Mobsters, Gangs – Big Paul Castellano

Mobsters, Gangs – Big Paul Castellano

He was one of the most disliked mob bosses of all time, with a superiority complex second to none. However, if Paul Castellano had been street-smart like any Mafia boss should be, he might not have been executed so easily and so publicly.

Paul Castellano was born Constantino Paul Castellano on June 26, 1915, in Brooklyn, New York. Castellano did not like his given first name, so he insisted that everyone call him Paul instead. Castellano’s parents were both born in Sicily, and his father was a butcher, with a little illegal numbers business on the side. Castellano’s father was also a early member of the Mangano Crime Family, which was created by Salvatore Maranzano after the killing of Joe “The Boss” Masseria, and the ending of the Castellamarese War.

Castellano dropped out of the school after the eighth grade and went to work in both of his father’s businesses. In 1934, when Castellano was only 19-years-old, Castellano and two of his buddies decided to commit an armed robbery of a local business. However, things went awry, and when the police arrived on the scene, his two friends escaped, but Big Paul, as he was called (Castellano was six-foot-three, and in his prime weighed over 275 pounds), was caught by the police. Castellano refused to rat on his colleagues and was hit with a three-month bit in the slammer. When he returned to the mean streets of Brooklyn, Castellano’s reputation was enhanced by his refusal to cooperate with the police.

In 1937, at the age of 22, Castellano married his childhood sweetheart Nina Manno, who was the sister-in-law of Carlo Gambino. They eventually had three sons — Paul, Philip, Joseph, and a daughter Connie.

In 1940, Castellano was inducted as a made member of the Mangano Crime Family, the same crime family his first cousin Carlo Gambino was already a captain in. In fact, Castellano and Gambino were so close, Gambino even married Castellano’s sister Catherine (marrying first cousins was not uncommon amongst the Sicilians). After Mangano was knocked off in 1951 by his syntaxbusiness.com Albert Anastasia, Anastasia took control of the Mangano Family and changed the name to the Anastasia Family. Anastasia also bumped up Big Paul to the ranked of captain. In 1957, when Anastasia was killed by rival Vito Genovese, Gambino took over the Anastasia Family, changed the name to the Gambino Family, and inserted his cousin Paul Castellano as one of his right-hand men.

November 17, 1957, Genovese called for a huge summit of all the Mafia men in America to take place in Appalachian, New York, at the home of Mafia member Joseph Barbara. There were several items on Genovese’s agenda, but the most important one was to declare himself “Capo Di Tutti Capi,” or “Boss of All Bosses.” However, the wily Gambino knew that the local state police would be tipped off to the meeting, so he stayed away, and instead sent his cousin Paul to take the heat. When the state police raided the Barbara residence, dozens of mobsters tried to escape by jumping out of windows and running through the woods in their expensive suits and patent leather shoes. But not Castellano. Big Paul surrendered without a fight, and was sentenced to a year in prison for refusing to tell the police the purpose of the meeting.

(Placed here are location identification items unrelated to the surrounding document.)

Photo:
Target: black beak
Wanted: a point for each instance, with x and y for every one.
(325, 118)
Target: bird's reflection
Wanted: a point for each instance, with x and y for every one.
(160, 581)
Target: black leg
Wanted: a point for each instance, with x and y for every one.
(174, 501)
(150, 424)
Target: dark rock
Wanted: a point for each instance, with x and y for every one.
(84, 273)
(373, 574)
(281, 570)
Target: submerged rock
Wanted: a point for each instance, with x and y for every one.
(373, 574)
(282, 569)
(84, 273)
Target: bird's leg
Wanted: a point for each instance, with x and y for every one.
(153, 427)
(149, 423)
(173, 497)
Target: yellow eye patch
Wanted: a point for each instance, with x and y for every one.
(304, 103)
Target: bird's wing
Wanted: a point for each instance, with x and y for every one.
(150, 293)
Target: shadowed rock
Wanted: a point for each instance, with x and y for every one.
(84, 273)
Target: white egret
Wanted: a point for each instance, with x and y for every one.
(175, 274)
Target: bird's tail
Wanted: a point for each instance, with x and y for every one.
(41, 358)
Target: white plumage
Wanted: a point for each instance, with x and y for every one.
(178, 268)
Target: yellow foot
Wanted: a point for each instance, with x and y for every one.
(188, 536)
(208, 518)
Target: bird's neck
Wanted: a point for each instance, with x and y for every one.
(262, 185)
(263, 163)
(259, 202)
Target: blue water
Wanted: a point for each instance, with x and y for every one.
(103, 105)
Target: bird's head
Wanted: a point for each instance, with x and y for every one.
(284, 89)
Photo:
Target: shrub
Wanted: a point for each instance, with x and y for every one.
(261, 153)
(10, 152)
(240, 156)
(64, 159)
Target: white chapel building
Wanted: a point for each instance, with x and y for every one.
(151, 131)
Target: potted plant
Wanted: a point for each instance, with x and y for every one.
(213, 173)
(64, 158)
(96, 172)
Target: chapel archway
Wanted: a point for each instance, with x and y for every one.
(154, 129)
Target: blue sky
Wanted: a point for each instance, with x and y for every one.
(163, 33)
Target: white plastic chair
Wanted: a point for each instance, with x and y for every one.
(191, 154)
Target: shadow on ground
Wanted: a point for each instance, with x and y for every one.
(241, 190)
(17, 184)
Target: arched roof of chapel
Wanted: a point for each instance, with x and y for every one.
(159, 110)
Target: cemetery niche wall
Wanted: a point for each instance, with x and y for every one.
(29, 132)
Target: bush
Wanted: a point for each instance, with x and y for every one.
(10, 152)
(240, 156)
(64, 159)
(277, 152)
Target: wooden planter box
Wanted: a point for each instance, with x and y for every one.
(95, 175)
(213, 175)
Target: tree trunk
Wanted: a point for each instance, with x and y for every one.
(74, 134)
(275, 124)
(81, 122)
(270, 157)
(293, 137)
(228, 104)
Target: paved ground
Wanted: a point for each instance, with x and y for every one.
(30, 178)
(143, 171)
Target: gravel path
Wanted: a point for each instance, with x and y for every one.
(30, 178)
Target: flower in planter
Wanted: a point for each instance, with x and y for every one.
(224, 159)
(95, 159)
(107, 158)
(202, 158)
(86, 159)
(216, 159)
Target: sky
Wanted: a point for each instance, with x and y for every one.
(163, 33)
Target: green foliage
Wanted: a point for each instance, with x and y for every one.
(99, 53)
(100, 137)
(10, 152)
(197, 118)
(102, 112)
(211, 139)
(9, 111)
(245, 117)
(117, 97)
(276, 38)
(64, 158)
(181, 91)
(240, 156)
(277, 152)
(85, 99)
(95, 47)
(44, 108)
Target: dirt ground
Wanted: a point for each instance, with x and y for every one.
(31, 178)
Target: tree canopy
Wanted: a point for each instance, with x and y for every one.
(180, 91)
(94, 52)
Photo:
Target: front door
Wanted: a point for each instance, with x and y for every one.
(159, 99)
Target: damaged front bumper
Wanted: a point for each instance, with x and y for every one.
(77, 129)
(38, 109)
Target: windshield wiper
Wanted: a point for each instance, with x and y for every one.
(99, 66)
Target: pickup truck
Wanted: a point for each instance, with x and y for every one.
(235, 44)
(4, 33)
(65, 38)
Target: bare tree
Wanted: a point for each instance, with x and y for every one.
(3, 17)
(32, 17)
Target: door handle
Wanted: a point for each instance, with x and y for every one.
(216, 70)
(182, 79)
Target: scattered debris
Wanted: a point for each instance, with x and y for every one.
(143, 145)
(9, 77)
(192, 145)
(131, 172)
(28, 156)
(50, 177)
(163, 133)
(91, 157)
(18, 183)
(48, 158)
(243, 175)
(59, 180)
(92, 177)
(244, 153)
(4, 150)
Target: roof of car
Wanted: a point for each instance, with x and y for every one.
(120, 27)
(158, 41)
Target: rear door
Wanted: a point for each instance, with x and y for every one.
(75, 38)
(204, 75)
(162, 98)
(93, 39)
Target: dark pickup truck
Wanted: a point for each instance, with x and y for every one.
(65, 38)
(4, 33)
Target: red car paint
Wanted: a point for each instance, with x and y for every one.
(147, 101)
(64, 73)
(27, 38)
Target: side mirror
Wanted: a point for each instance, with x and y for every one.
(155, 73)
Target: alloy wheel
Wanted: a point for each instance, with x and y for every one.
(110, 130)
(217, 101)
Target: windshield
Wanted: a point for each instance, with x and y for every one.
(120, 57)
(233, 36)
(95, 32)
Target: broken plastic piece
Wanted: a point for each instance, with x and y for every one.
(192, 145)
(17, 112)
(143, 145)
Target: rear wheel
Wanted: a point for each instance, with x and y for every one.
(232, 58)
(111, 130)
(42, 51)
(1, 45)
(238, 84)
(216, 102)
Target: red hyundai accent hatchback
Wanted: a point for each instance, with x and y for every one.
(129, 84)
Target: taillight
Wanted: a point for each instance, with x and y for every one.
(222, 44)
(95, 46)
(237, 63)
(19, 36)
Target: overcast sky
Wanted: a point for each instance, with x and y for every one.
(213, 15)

After his marriage to Nina, Paul prospered in the family meat businesses, and by the 1950’s, he owned several businesses, including Blue Ribbon Meats, Ranbar Packing Inc., and The Pride Wholesale Meat and Poultry Corporation. According to Jonathan Kwitney’s book Vicious Circles, “The Castellanos owned many meat stores and distributorships in Brooklyn and in Manhattan. They had a long record of welching on debts; of suffering suspicious hijackings, which can lead to insurance claims; of selling goods that were later found to have been stolen off docks or trucks, and of cheating other firms by receiving the assets of companies about to go into bankruptcy proceedings.”

Whereas Castellano gave the airs of a successful businessman, issuing a death warrant was certainly not beneath his character. Castellano once ordered the death of an underling, because the man had the audacity to say Castellano looked like chicken magnate Frank Purdue (Perdue was famous for his chicken-like face splashed across the screen in his TV commercials, where he pronounced, “It takes a tough man to make a tender chicken.”). In the mid 70’s, Perdue was having trouble getting his chickens in the New York City weekly supermarket advertisement circulars. Someone whispered in Perdue’s ear, and soon he signed a distribution deal with Dial Poultry, owned by two of Castellano’s sons. From that point on, Perdue had no trouble advertising and selling his chickens in the New York market.